Podejrzenia pokrzywdzonego padły na byłego partnera dziewczyny zgłaszającego. Nie była to jednak pewna informacja. Dzielnicowi postanowili jednak sprawdzić ten trop. Po zweryfikowaniu tych wiadomości, okazało się, iż 31-latek z Wronek, najprawdopodobniej osobiście nie zniszczył opon, ale dzięki dotarciu do niego, jak po nitce do kłębka, dzielnicowi ustalili dwie osoby, które miały to zrobić.

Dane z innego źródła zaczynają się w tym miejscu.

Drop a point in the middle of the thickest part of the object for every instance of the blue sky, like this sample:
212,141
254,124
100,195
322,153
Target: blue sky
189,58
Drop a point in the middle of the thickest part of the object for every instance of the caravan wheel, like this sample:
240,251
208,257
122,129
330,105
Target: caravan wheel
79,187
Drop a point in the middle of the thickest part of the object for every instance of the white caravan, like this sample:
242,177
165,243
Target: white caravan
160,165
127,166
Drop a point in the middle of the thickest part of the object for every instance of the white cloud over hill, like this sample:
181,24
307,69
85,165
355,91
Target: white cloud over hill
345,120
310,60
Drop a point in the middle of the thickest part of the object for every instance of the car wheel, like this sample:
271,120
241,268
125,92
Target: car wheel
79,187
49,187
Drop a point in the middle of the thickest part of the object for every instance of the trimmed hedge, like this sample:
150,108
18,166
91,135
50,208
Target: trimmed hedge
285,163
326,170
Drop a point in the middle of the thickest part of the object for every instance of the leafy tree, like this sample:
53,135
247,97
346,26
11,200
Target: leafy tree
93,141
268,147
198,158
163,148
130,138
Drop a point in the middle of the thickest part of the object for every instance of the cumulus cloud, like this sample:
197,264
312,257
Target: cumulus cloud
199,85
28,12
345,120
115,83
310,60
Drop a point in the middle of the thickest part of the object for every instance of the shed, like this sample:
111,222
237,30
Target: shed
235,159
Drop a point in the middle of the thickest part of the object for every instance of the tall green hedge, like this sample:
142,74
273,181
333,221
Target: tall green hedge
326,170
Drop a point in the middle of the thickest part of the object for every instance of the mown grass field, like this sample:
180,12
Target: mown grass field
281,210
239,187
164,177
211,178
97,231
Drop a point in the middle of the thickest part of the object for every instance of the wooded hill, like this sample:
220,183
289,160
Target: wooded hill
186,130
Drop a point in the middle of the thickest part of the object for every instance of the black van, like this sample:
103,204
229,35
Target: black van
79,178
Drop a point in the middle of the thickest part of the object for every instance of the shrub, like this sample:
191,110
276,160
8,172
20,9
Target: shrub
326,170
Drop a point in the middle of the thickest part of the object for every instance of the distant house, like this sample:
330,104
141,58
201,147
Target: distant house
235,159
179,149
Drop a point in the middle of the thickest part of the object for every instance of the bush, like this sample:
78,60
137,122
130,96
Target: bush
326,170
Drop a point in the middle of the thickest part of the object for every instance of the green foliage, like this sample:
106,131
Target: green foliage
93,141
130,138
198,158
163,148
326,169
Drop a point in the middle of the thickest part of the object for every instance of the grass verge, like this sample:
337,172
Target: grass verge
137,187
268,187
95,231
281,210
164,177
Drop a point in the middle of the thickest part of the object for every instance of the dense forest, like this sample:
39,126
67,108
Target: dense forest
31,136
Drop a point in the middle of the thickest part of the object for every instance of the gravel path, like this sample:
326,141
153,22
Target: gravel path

Okazało się, iż opony poprzecinali najprawdopodobniej dwaj mieszkańcy gminy Pniewy w wieku 31 oraz 16 lat. Jeszcze tego samego dnia, wronieccy dzielnicowi zatrzymali 31-latka. Policjanci próbowali też zatrzymać 16-latka, jednak ten skrzętnie ukrywał się przed funkcjonariuszami, gdyż jak się okazało był poszukiwany z uwagi na ucieczkę z Młodzieżowego Ośrodka Wychowawczego.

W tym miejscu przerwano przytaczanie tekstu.